The truth: the paper's January editorial board session with Obama included comments about coal. The entire interview has been in the public domain, available on line to the public -- and to the McCain campaign -- since early January.
''How can anyone suggest that we hid an interview that we did, immediately put up on the web -- and advertised to our readers,'' said editorial page editor John Diaz Sunday, regarding his hosting of Obama at the session. ''We promoted it like like hell...and I'm sure the Clinton campaign and the McCain campaign scrubbed it. You can still find the whole 48 minutes and 33 seconds on line.''
Obama's campaign responded to Palin's comments today, noting correctly that the wide-ranging interview also included the Illinois Senator's comments that the idea of eliminating coal plants was ''an illusion.''
Apparently neither campaign, until now, ever felt there was much worth mentioning regarding Obama's coal comments.
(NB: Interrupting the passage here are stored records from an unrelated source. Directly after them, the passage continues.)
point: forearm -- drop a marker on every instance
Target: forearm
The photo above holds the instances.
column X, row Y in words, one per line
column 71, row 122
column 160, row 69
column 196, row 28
But it's now two days before the election and McCain is in a do-or-die battle in Pennsylvania and Ohio.
A final note: the shoddy Newsbusters blog has been caught in the past simply fabricating news regarding the Chronicle's coverage. Our paper has demanded corrections for their fiction, but to no avail.
We contacted Bill Riggs, regional press secretary of the Republican National Committee tonight on his emailing of this erroneous report suggesting a ''hidden'' Chronicle audiotape to political reporters. His response: he didn't confirm it, or write the headline. He just sent it out.
He got taken. And so did the rest."
Bumped and now debunked.
They just can't stop talking about Obama, lies and all.